Al mirar un poco más allá, veo a unos cuantos muertos vivientes, que parecen haber forrado con ese papel de plástico que se utiliza para envolver los alimentos antes de meterlos en el congelador. Los seres parecen esperar algo con una paciente expresión que conozco demasiado bien.
—Así que una misión secreta, ¿no? —me pregunta.
«Lo curioso del caso es que no parece que a este tipo le afectes lo más mínimo. Me pregunto si ese gorro de papel de aluminio tendrá algo que ver».
¡Joder! Déjate de putos gorros. Una idea genial este viaje al fondo de la secta. Esta panda no parece ser de los que hacen prisioneros. ¡Será mejor que pienses en algo!
—¡Nosotros servimos al Culto! —grita Buitrales como si acabaran de cortarle las pelotas.
—Y podréis seguir haciéndolo —le responde el sujeto del gorro plateado, mientras dirige una mirada casual a los fiambres envueltos en plástico—. La cuestión —añade— es si le serviréis mejor vivos o… menos vivos.
«Tengo una idea.
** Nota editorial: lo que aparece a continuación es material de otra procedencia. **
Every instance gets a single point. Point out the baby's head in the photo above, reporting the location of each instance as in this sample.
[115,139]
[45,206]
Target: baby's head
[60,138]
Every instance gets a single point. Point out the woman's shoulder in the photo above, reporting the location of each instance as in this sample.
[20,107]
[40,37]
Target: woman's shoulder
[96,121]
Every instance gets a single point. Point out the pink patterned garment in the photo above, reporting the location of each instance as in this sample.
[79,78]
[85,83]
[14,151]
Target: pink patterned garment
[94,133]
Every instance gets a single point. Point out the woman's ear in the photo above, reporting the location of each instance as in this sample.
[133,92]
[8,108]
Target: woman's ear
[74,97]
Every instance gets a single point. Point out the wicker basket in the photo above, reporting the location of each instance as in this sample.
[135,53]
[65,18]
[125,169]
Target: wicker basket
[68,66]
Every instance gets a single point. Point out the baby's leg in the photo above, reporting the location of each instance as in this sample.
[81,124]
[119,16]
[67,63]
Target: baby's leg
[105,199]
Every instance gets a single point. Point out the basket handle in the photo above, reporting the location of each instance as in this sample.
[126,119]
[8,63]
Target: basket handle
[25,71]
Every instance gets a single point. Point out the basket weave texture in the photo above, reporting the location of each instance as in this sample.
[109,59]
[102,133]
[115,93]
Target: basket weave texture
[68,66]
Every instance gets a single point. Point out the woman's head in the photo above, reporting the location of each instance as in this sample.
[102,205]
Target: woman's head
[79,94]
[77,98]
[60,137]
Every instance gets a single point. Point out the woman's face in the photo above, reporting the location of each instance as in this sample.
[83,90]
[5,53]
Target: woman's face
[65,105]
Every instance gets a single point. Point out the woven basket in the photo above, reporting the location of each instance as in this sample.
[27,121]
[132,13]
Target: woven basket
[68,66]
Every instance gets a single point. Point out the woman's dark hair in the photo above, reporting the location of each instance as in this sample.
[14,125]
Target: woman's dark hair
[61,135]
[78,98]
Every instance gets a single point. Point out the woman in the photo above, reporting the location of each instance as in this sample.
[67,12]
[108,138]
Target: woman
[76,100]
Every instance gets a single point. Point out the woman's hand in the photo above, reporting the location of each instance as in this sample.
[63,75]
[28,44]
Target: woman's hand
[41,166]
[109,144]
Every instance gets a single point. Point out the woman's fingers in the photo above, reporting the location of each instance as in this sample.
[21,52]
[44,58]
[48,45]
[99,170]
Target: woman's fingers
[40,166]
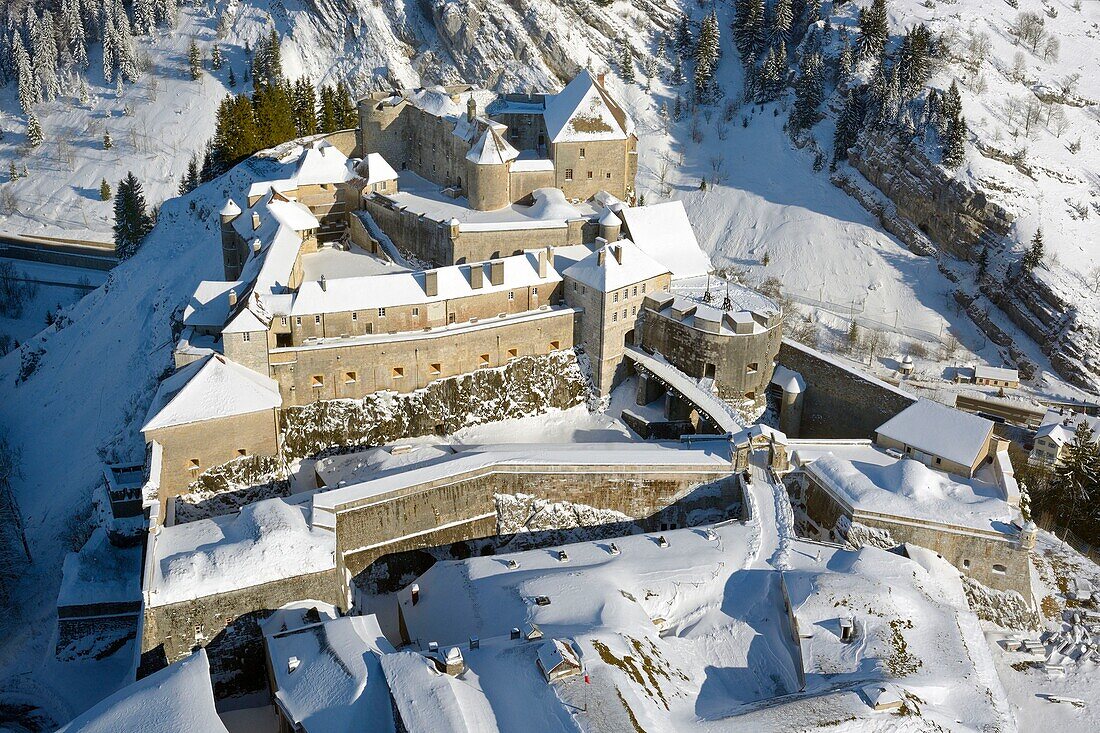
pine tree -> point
(34, 135)
(1034, 255)
(28, 89)
(809, 91)
(955, 128)
(1075, 487)
(873, 30)
(195, 61)
(781, 20)
(131, 220)
(144, 17)
(848, 126)
(626, 63)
Acusa a la pequeña bastarda».
No puedo evitar una maliciosa sonrisa antes de vociferar mirando hacia la cría:
—¡Ella es el objetivo! ¡Nos prometieron un montón de pasta por traer a esa pequeña víbora hasta aquí! ¡Los militares le metieron un localizador!
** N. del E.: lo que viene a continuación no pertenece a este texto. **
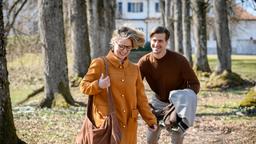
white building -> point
(145, 14)
(140, 14)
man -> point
(170, 76)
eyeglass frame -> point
(122, 47)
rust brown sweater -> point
(171, 72)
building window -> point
(135, 7)
(157, 7)
(140, 28)
(120, 7)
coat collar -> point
(114, 60)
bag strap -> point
(110, 99)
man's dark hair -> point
(160, 29)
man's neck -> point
(160, 55)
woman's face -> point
(122, 48)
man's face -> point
(158, 43)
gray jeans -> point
(177, 136)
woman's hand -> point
(153, 128)
(104, 82)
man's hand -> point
(153, 128)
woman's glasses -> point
(122, 47)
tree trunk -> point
(199, 21)
(79, 37)
(178, 26)
(54, 51)
(222, 35)
(186, 30)
(101, 16)
(7, 129)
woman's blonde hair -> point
(137, 37)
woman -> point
(126, 85)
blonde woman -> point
(126, 85)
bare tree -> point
(51, 28)
(222, 36)
(7, 129)
(178, 26)
(101, 17)
(12, 14)
(186, 24)
(79, 37)
(199, 23)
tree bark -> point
(101, 21)
(186, 30)
(51, 28)
(178, 26)
(199, 21)
(79, 37)
(7, 129)
(222, 35)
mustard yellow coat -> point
(127, 91)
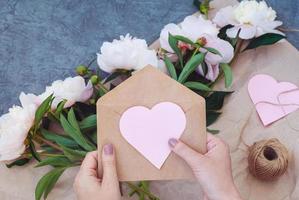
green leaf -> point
(190, 66)
(47, 182)
(212, 116)
(75, 133)
(173, 42)
(73, 155)
(215, 100)
(59, 109)
(89, 122)
(19, 162)
(228, 75)
(212, 50)
(170, 68)
(184, 39)
(197, 86)
(55, 161)
(54, 137)
(263, 40)
(72, 119)
(33, 150)
(42, 110)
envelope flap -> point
(148, 87)
(155, 88)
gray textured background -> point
(41, 41)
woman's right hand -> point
(212, 170)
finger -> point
(90, 163)
(109, 167)
(192, 157)
(211, 137)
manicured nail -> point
(172, 142)
(108, 149)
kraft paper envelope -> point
(148, 87)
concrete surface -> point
(41, 41)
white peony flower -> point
(14, 127)
(193, 27)
(252, 18)
(72, 89)
(126, 53)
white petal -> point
(247, 32)
(224, 16)
(232, 32)
(225, 49)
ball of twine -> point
(268, 159)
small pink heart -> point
(148, 130)
(273, 99)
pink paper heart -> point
(148, 130)
(273, 100)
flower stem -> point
(236, 54)
(55, 146)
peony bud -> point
(81, 70)
(94, 79)
(202, 41)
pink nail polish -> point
(172, 142)
(108, 149)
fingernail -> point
(172, 142)
(108, 149)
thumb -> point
(192, 157)
(109, 167)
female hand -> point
(89, 185)
(212, 170)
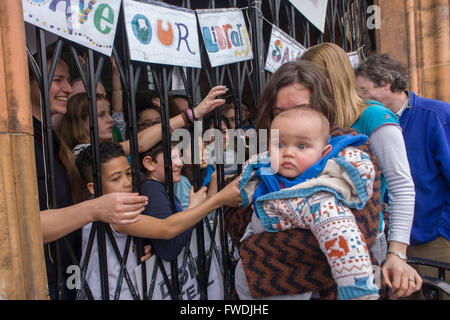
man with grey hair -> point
(426, 130)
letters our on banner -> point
(282, 48)
(313, 10)
(90, 23)
(163, 34)
(225, 35)
(186, 272)
(354, 58)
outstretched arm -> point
(149, 227)
(116, 208)
(151, 136)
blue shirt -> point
(426, 130)
(373, 117)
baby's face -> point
(300, 145)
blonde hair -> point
(73, 129)
(334, 63)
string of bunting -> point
(164, 34)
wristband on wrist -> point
(399, 254)
(185, 119)
(193, 115)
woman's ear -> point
(90, 187)
(148, 164)
(326, 150)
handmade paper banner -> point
(282, 48)
(354, 58)
(187, 266)
(313, 10)
(225, 35)
(89, 23)
(159, 33)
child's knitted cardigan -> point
(291, 262)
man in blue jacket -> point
(426, 129)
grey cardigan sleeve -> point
(389, 147)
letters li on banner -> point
(163, 34)
(282, 49)
(89, 23)
(225, 35)
(187, 266)
(313, 10)
(354, 59)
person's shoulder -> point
(377, 109)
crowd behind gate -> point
(356, 175)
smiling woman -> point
(66, 213)
(74, 129)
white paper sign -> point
(225, 36)
(313, 10)
(282, 48)
(161, 34)
(186, 272)
(354, 58)
(90, 23)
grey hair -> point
(381, 70)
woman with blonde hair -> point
(386, 141)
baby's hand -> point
(195, 198)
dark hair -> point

«¡Sí, señor! ¡Buena jugada!»
—¡Miente! —chilla la niña—. ¡Él vendrá a por mí!, ¡os lo hará pagar!
—¡Hijo de puta! —exclama Marta, con un tono que deja a las claras que será mejor que no entre en mis expectativas el mantener relaciones sexuales con ella, durante los próximos cien o doscientos años.
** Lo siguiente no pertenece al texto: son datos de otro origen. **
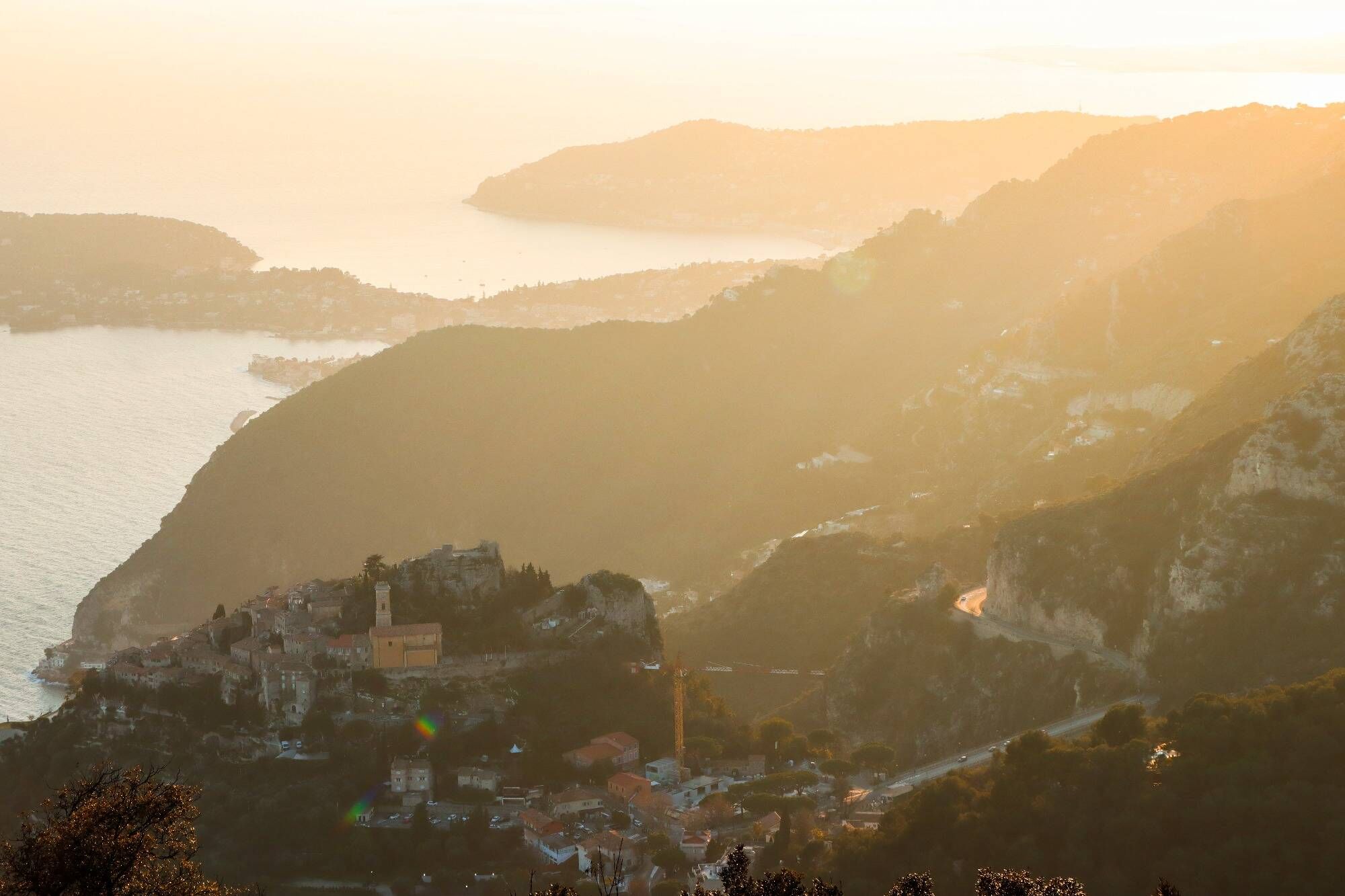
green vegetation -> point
(957, 689)
(1250, 803)
(714, 174)
(681, 443)
(802, 606)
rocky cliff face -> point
(692, 431)
(922, 680)
(1249, 526)
(619, 604)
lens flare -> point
(428, 725)
(360, 807)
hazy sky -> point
(178, 108)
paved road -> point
(974, 604)
(983, 752)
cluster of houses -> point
(278, 646)
(571, 825)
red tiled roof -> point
(595, 752)
(414, 628)
(621, 739)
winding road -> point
(983, 752)
(973, 604)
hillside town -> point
(294, 666)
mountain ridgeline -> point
(666, 450)
(835, 185)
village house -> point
(695, 844)
(306, 645)
(539, 825)
(247, 651)
(326, 608)
(607, 845)
(158, 655)
(414, 779)
(576, 801)
(217, 630)
(618, 748)
(693, 791)
(128, 674)
(770, 825)
(630, 787)
(204, 659)
(664, 771)
(479, 778)
(751, 767)
(233, 680)
(559, 849)
(401, 646)
(353, 650)
(293, 622)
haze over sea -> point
(103, 428)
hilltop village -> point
(377, 666)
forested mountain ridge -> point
(95, 245)
(1067, 400)
(1317, 346)
(1222, 569)
(836, 185)
(1246, 803)
(669, 448)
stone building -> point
(412, 779)
(465, 575)
(411, 646)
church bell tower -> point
(383, 604)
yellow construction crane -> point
(679, 745)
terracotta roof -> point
(414, 628)
(576, 794)
(595, 752)
(621, 739)
(536, 821)
(629, 779)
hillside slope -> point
(836, 185)
(665, 450)
(1221, 569)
«Tranquilo. Millones de pajilleros no pueden estar equivocados».
En cuestión de segundos, la niña pasa a convertirse en el foco de atención de la panda de tarados.
—¡Registradla! —ordena el tipo del traje gris—. A fondo.
La cría grita mientras la ropa le es arrancada sin demasiados miramientos.
—¡Tiene una cicatriz reciente! —anuncia triunfalmente uno de sus registradores.
«¡Toma, toma y retoma!»
—Aseguraos. —Aunque el tipo del gorro de papel de aluminio se refiere a Sonia, por algún motivo lo dice sin apartar la mirada de mis ojos—. Quiero estar seguro.
«¡Cuidado! No me gusta un pelo la forma en la que te está mirando».
Uno de los esbirros empuña un machete. Marta y Sonia gritan simultáneamente. Aunque entre las dos se las apañan para armar una considerable escandalera, no gritan lo bastante alto como para ahogar el ruido de unas atronadoras bocinas.
—¿Qué diablos? —exclama sorprendido el tipo de la cabeza forrada, mientras aparta su vista de mí para escudriñar el horizonte—. ¡Rayos!
También yo reconozco el camión del Chatarrero.
«El diablo los cría y ellos se juntan».
Contra todo pronóstico, no puedo decir que no me alegre de la aparición del vehículo, que avanza a toda velocidad en nuestra dirección.